For pregnant women who may be experiencing symptoms of COVID-19, examination, testing, and treatment will take place outside of the hospital. Dr. Eller said if you are experiencing more significant symptoms, call your caregiver first and see where you can be seen in person. If you’re having severe symptoms, head to the emergency department.
“We are still learning a lot about COVID-19 and how it affects pregnant women. Right now, we are seeing pregnant women are doing pretty well, but we still have heightened surveillance to watch the patients closely,” she said. “In the past, we’ve seen viruses like the flu make pregnant women much sicker than non-pregnant women. But that hasn’t necessarily been the case with COVID-19. However, we just don’t have enough data to say that for sure yet.”
Dr. Eller said experts are seeing some pregnant women with the virus deliver earlier. But they have not seen any indication that the virus can compromise the pregnancy or be transmitted in the course of the pregnancy to the baby.

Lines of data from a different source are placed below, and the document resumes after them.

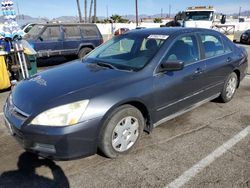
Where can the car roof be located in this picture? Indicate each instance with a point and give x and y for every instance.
(67, 24)
(169, 30)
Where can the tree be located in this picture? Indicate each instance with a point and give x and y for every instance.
(118, 19)
(79, 10)
(157, 20)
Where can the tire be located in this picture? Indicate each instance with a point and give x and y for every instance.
(229, 88)
(83, 52)
(116, 138)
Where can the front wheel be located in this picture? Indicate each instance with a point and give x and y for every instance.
(121, 131)
(229, 88)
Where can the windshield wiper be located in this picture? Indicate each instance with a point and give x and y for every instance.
(102, 64)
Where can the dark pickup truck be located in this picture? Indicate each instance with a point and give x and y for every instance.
(64, 39)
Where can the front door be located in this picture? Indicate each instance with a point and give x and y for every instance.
(177, 90)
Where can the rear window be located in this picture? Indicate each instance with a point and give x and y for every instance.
(51, 33)
(72, 32)
(184, 49)
(89, 31)
(212, 44)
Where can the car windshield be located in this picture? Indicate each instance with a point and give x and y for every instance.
(128, 52)
(34, 31)
(199, 15)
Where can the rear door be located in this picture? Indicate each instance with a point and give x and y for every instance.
(218, 59)
(177, 90)
(50, 41)
(72, 39)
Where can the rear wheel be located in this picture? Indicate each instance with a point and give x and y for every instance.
(83, 52)
(230, 87)
(121, 131)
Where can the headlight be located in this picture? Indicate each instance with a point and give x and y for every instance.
(65, 115)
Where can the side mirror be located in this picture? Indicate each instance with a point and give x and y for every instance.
(171, 66)
(40, 38)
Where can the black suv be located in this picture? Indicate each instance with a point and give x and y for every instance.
(64, 39)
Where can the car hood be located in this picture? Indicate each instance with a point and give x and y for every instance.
(47, 88)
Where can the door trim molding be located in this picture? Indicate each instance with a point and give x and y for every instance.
(185, 110)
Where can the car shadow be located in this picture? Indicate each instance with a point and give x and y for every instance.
(26, 176)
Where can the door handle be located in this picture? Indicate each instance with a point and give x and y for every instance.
(198, 71)
(229, 59)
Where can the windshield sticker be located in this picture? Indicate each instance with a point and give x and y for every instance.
(39, 80)
(160, 37)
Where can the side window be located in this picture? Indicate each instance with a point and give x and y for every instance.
(227, 47)
(51, 33)
(146, 41)
(121, 47)
(184, 49)
(213, 45)
(72, 32)
(89, 31)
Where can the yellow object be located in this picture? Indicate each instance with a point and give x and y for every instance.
(4, 76)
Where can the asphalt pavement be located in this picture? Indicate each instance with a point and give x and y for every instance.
(207, 147)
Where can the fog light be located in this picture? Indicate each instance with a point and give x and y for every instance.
(46, 148)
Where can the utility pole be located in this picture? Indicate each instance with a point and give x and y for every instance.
(79, 10)
(136, 12)
(90, 11)
(94, 11)
(85, 11)
(239, 12)
(170, 10)
(107, 8)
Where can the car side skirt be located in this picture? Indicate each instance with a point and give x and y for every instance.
(186, 110)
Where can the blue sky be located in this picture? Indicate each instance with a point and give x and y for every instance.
(56, 8)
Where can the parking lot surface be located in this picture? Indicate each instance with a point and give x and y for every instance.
(207, 147)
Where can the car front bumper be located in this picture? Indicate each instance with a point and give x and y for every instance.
(59, 143)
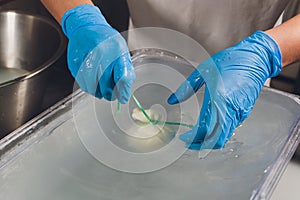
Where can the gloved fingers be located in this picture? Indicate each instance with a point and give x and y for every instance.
(107, 84)
(187, 88)
(210, 132)
(198, 133)
(124, 77)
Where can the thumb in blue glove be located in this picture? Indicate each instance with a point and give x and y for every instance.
(241, 71)
(98, 57)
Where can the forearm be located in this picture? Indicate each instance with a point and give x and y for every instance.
(58, 7)
(287, 36)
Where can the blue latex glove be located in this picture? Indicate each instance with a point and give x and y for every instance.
(98, 56)
(243, 70)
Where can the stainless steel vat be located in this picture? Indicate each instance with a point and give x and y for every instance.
(34, 44)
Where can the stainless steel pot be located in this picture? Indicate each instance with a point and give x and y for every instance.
(30, 43)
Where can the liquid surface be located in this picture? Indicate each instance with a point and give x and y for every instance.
(7, 74)
(59, 167)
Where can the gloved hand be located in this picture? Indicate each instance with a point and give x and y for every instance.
(243, 70)
(98, 56)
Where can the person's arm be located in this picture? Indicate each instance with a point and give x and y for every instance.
(287, 36)
(58, 8)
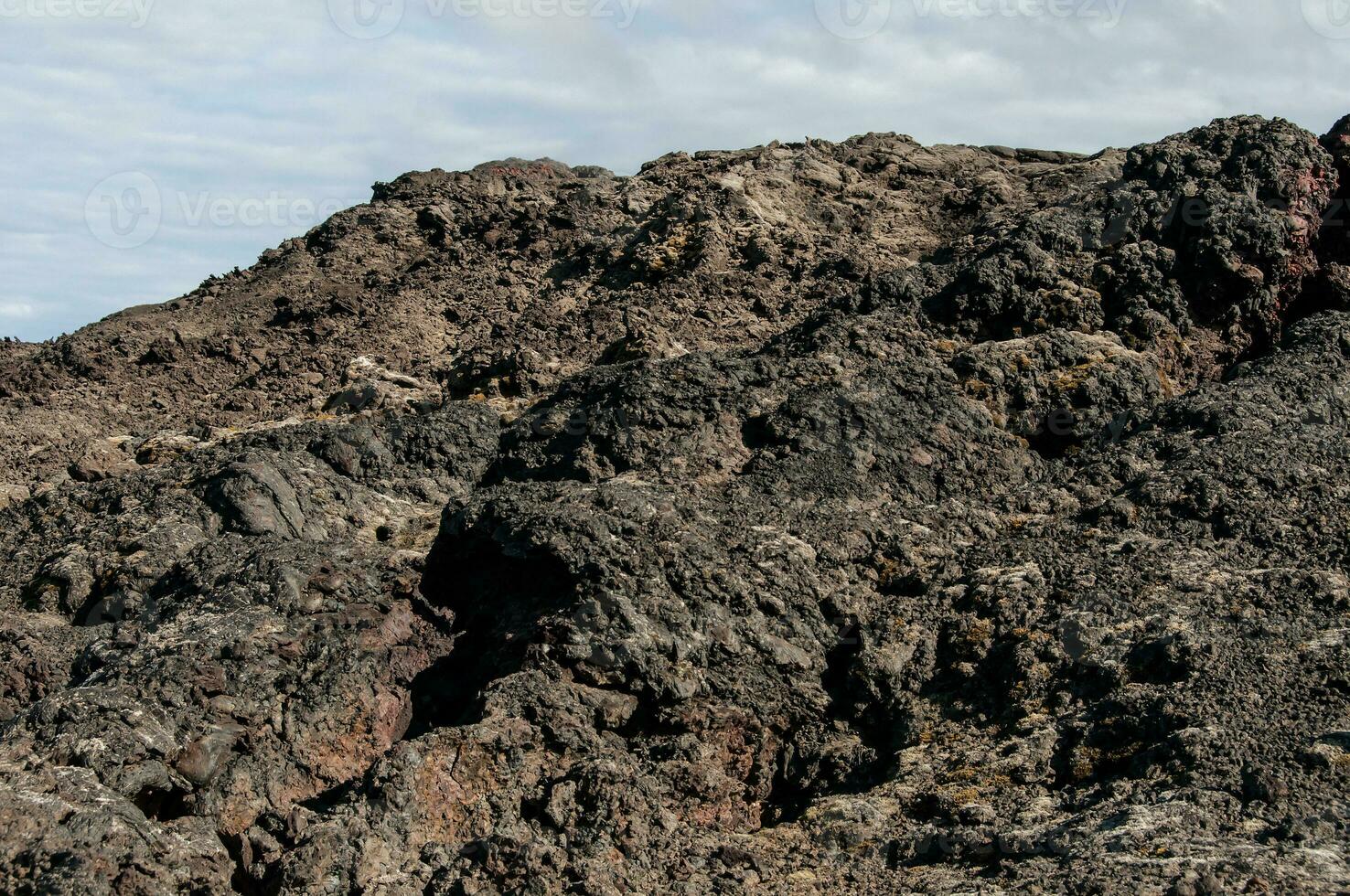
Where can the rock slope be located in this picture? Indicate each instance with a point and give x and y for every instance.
(857, 517)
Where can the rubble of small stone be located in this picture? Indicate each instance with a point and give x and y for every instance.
(857, 517)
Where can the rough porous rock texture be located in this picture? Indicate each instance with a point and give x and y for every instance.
(817, 518)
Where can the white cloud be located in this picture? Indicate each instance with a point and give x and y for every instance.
(262, 98)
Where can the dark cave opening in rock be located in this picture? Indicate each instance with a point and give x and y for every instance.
(498, 594)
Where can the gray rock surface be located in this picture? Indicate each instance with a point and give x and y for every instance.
(856, 517)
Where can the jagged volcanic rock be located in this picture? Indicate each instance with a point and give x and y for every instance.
(856, 517)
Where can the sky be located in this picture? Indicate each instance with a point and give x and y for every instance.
(146, 144)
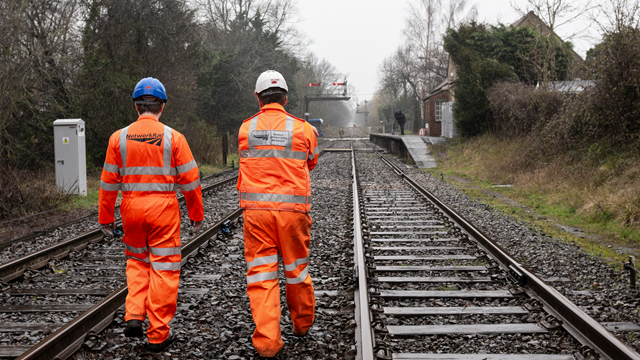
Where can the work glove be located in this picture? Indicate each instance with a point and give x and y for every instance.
(196, 226)
(107, 229)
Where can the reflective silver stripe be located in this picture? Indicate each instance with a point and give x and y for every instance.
(289, 127)
(186, 167)
(166, 155)
(273, 275)
(296, 263)
(165, 251)
(252, 127)
(109, 187)
(148, 170)
(273, 153)
(190, 186)
(110, 168)
(148, 187)
(294, 199)
(315, 152)
(145, 260)
(135, 250)
(123, 146)
(271, 259)
(303, 276)
(165, 266)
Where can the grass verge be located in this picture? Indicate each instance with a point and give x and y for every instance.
(593, 204)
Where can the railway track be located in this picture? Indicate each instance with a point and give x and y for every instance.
(85, 275)
(435, 287)
(438, 288)
(11, 249)
(44, 290)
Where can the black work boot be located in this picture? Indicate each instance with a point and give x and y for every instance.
(134, 329)
(163, 345)
(298, 333)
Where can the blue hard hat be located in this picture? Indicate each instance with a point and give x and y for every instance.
(150, 86)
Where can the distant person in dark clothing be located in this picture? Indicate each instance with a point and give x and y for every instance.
(399, 115)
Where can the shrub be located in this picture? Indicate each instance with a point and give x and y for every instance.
(23, 192)
(519, 109)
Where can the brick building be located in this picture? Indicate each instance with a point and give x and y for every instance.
(433, 108)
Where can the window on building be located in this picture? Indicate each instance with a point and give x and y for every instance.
(438, 110)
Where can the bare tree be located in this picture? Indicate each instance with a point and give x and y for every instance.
(281, 18)
(38, 58)
(552, 15)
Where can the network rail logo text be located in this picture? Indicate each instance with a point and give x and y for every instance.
(151, 138)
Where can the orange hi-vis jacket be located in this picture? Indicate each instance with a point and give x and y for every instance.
(149, 158)
(277, 151)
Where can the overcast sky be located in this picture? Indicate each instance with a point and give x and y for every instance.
(356, 35)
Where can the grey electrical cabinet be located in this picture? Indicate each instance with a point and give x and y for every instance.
(71, 160)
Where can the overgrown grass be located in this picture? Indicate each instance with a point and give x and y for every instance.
(24, 192)
(599, 196)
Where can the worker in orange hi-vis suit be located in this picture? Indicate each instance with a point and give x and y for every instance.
(277, 151)
(148, 161)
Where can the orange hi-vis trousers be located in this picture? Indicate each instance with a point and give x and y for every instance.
(152, 245)
(268, 233)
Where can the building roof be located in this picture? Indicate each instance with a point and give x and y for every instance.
(445, 85)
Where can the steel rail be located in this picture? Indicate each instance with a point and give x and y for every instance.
(65, 341)
(15, 268)
(365, 347)
(586, 329)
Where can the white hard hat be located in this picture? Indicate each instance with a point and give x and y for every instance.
(270, 79)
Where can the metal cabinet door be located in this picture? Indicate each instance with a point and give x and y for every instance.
(66, 153)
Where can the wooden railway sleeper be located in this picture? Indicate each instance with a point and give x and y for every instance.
(586, 353)
(382, 351)
(516, 276)
(551, 323)
(533, 305)
(378, 325)
(631, 266)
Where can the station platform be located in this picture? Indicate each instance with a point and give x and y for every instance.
(414, 145)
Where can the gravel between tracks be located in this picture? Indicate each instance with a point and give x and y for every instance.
(610, 298)
(375, 175)
(218, 323)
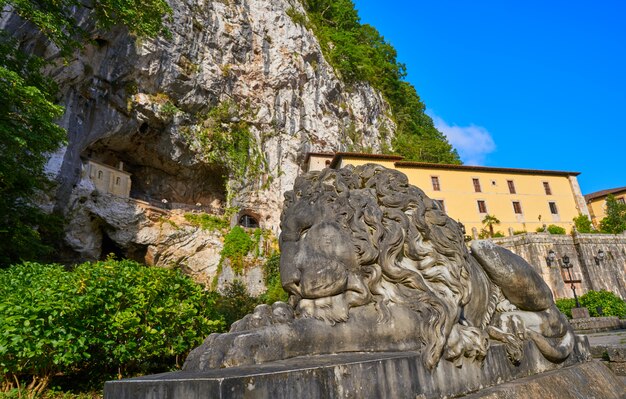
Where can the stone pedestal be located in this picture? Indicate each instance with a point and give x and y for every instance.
(376, 375)
(580, 313)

“We need to watch other women who’ve already had their babies very closely because some of our colleagues on the east coast are actually seeing women with coronavirus become sick after they deliver. So we need to make sure that we all have such heightened vigilance,” she said.
At Intermountain facilities, their policy does not allow pregnant women with COVID-19 to have a loved one as their personal support person during labor and the course of their hospital stay.
“I want everyone to know that we have the most incredible team of nurses and we are planning to be that support person. We’ve changed our policies around nursing staff. All of our patients right now, we’re planning to have, whenever possible, two nurses devoted to that patient’s labor so they have one support person with them all the time.”
The Tulane family told ABC4 News they are doing well after their stressful ordeal and have remained at home without visitation to keep everyone safe.
“There’s just too much that’s unknown. We don’t know when things are going to go back to normal or when our family will be able to meet her,” they said. “We’re taking it day by day and being as careful as we can. Everyone is scared right now, but doing their best to stay healthy.”